ON WEDNESDAY, Cyrus R. Vance will pause in the White House basement while a guard checks his name off one of the world's most exclusive access lists. The secretary of state will then enter the windowless Situation Room and open a secret meeting of the Carter administration's top foreign policy strategists, who are being called together to survey the wreckage of a decade of U.S. policy in the Persian Gulf and Arabian Peninsula.

The agenda for the president's Policy Review Committee meetings for June 6 and 13 will not be couched in such start terms, of course. Bureaucratically speaking, the policy makers will be gathering to consider the implications of and options for U.S. policy in the Middle East and Indian Ocean.

But the intense debate that is certain to flare at the two meetings could shape recommendations for the most significant increase in U.S. military strenght abroad since the Vietnam war ended.
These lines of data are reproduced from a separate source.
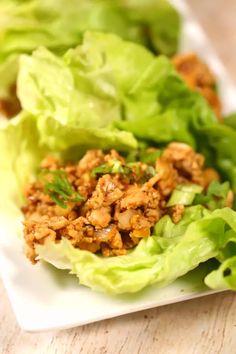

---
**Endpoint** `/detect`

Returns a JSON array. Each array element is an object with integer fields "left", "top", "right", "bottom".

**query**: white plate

[{"left": 0, "top": 0, "right": 236, "bottom": 331}]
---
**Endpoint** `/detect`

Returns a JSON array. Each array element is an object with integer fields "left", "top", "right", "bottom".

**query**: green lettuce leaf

[
  {"left": 37, "top": 207, "right": 236, "bottom": 294},
  {"left": 0, "top": 32, "right": 236, "bottom": 294}
]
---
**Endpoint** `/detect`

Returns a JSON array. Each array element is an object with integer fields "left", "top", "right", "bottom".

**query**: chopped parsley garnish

[
  {"left": 43, "top": 170, "right": 84, "bottom": 209},
  {"left": 91, "top": 160, "right": 156, "bottom": 183}
]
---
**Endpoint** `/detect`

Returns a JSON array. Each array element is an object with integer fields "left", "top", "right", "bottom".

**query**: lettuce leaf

[
  {"left": 0, "top": 32, "right": 236, "bottom": 294},
  {"left": 37, "top": 206, "right": 236, "bottom": 294},
  {"left": 0, "top": 0, "right": 180, "bottom": 104},
  {"left": 18, "top": 32, "right": 236, "bottom": 191}
]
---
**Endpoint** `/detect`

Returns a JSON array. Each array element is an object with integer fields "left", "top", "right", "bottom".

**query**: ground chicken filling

[
  {"left": 23, "top": 143, "right": 223, "bottom": 263},
  {"left": 172, "top": 53, "right": 223, "bottom": 121}
]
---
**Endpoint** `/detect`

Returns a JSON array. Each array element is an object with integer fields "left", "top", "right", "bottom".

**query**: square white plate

[{"left": 0, "top": 0, "right": 236, "bottom": 332}]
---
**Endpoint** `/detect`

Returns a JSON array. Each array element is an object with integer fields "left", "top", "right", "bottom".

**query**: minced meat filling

[
  {"left": 22, "top": 143, "right": 219, "bottom": 263},
  {"left": 172, "top": 53, "right": 222, "bottom": 121}
]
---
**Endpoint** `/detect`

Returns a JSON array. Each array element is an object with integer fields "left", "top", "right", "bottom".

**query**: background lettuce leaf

[
  {"left": 18, "top": 32, "right": 236, "bottom": 191},
  {"left": 0, "top": 0, "right": 180, "bottom": 105}
]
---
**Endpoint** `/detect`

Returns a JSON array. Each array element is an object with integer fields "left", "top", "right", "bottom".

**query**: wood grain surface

[{"left": 0, "top": 0, "right": 236, "bottom": 354}]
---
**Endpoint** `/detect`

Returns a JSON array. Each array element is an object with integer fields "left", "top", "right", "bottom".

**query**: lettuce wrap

[{"left": 0, "top": 32, "right": 236, "bottom": 294}]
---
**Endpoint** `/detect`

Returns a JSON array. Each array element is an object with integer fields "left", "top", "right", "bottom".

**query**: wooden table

[{"left": 0, "top": 0, "right": 236, "bottom": 354}]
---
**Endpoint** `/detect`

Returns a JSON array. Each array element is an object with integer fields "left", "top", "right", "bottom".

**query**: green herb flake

[{"left": 43, "top": 170, "right": 84, "bottom": 209}]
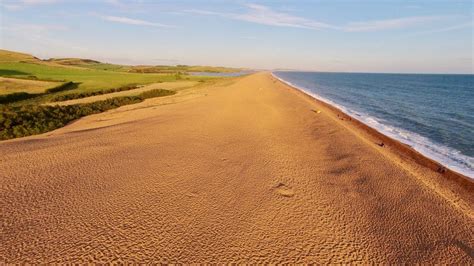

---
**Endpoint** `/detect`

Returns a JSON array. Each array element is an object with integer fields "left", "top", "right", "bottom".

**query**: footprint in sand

[{"left": 275, "top": 183, "right": 295, "bottom": 198}]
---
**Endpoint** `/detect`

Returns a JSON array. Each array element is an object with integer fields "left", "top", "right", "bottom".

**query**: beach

[{"left": 0, "top": 72, "right": 474, "bottom": 264}]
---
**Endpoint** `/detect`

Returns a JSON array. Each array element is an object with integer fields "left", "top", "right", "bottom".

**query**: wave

[{"left": 272, "top": 72, "right": 474, "bottom": 179}]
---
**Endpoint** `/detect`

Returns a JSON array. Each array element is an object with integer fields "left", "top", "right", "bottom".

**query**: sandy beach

[{"left": 0, "top": 72, "right": 474, "bottom": 264}]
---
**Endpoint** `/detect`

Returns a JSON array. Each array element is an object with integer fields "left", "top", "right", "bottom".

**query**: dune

[
  {"left": 48, "top": 81, "right": 198, "bottom": 105},
  {"left": 0, "top": 72, "right": 474, "bottom": 264}
]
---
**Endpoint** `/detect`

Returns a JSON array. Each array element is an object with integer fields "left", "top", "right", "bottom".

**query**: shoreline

[
  {"left": 270, "top": 72, "right": 474, "bottom": 185},
  {"left": 0, "top": 72, "right": 474, "bottom": 264}
]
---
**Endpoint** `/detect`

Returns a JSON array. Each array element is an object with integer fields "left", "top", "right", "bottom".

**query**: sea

[{"left": 273, "top": 71, "right": 474, "bottom": 179}]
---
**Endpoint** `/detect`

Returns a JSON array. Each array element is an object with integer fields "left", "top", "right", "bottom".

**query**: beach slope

[{"left": 0, "top": 73, "right": 474, "bottom": 264}]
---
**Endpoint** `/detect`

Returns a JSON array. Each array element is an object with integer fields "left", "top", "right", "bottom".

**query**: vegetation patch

[
  {"left": 51, "top": 85, "right": 142, "bottom": 102},
  {"left": 0, "top": 82, "right": 79, "bottom": 104},
  {"left": 46, "top": 81, "right": 79, "bottom": 93},
  {"left": 0, "top": 89, "right": 176, "bottom": 140},
  {"left": 0, "top": 92, "right": 37, "bottom": 104}
]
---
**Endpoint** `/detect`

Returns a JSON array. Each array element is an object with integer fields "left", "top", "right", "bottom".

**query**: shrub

[
  {"left": 51, "top": 85, "right": 137, "bottom": 102},
  {"left": 0, "top": 89, "right": 175, "bottom": 140},
  {"left": 46, "top": 81, "right": 79, "bottom": 93},
  {"left": 0, "top": 92, "right": 37, "bottom": 104}
]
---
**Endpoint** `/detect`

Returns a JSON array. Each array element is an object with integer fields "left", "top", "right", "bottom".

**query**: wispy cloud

[
  {"left": 344, "top": 16, "right": 445, "bottom": 31},
  {"left": 100, "top": 16, "right": 175, "bottom": 28},
  {"left": 185, "top": 4, "right": 454, "bottom": 32},
  {"left": 1, "top": 0, "right": 60, "bottom": 11},
  {"left": 408, "top": 21, "right": 474, "bottom": 36},
  {"left": 232, "top": 4, "right": 334, "bottom": 29}
]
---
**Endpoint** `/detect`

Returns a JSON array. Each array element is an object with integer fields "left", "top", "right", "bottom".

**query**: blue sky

[{"left": 0, "top": 0, "right": 473, "bottom": 73}]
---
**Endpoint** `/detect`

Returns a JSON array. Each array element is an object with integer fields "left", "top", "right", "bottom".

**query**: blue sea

[{"left": 273, "top": 71, "right": 474, "bottom": 178}]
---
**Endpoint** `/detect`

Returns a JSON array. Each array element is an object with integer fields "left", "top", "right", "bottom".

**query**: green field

[{"left": 0, "top": 50, "right": 238, "bottom": 140}]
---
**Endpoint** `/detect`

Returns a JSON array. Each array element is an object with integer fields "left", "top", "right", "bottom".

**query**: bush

[
  {"left": 0, "top": 92, "right": 37, "bottom": 104},
  {"left": 51, "top": 85, "right": 137, "bottom": 102},
  {"left": 139, "top": 89, "right": 176, "bottom": 99},
  {"left": 0, "top": 89, "right": 176, "bottom": 140},
  {"left": 46, "top": 81, "right": 79, "bottom": 93}
]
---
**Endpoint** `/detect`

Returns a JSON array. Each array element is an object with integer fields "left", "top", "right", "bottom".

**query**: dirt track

[{"left": 0, "top": 73, "right": 474, "bottom": 264}]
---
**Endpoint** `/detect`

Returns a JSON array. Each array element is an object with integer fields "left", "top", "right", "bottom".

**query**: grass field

[
  {"left": 0, "top": 50, "right": 241, "bottom": 139},
  {"left": 0, "top": 77, "right": 62, "bottom": 95}
]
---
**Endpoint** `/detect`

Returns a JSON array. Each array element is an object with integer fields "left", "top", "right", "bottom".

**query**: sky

[{"left": 0, "top": 0, "right": 474, "bottom": 74}]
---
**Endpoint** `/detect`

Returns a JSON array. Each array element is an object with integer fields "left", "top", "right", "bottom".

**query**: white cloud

[
  {"left": 100, "top": 16, "right": 174, "bottom": 28},
  {"left": 184, "top": 4, "right": 452, "bottom": 32},
  {"left": 232, "top": 4, "right": 335, "bottom": 29},
  {"left": 1, "top": 0, "right": 60, "bottom": 11}
]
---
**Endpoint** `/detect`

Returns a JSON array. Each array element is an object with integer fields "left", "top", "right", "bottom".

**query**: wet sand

[{"left": 0, "top": 73, "right": 474, "bottom": 263}]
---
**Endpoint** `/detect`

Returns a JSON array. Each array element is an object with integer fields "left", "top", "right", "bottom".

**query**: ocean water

[{"left": 273, "top": 71, "right": 474, "bottom": 178}]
Vance and his aides are thought to be opposing this, but they will face a strong drive from the Joint Chiefs of Staff, backed to some extent by the Defense Department and the National Security Council staff.

Behind the debate will lie six months of traumatic change in the regions that is the production heartland of OPEC. The twin pillars of a U.S. policy designed to keep enough crude oil flowing from Persian Gulf terminals to meet American needs have been pulled down with stunning speed.

Those pillars were the shah of Iran and the Egyptian-Saudi Arabian alliance that had been carefully nurtured by the Nixon, Ford and Carter administrations. Their disappearance and the two-year failure of President Carter and Congress to agree on an effective energy policy at home appear to be pushing the United States back toward an open reliance on direct military intervention as a policy instrument.

The forces that swept away the shah of Iran despite Carterhs strong support also swept away the last remnants of the Nixon Doctrine and its reliance on regional allies to protect vital U.S. interests in the post-Vietnam world. Hovering around the edges of the White House meetings this month will be a wraith-like Carter Doctrine still awaiting definition and scope.

Senior Carter advisers appear determined to find a new approach that, as one official put it, "avoids the extremes of Vietnam, where we tried to do everything ourselves, and the post-Vietnam period when we wouldn't do anything."

"We are not talking about permanent bases or formal alliances in the Persian Gulf," another official said, "but we have to be able to protect our interests in a region far more vital to us than Vietnam ever was."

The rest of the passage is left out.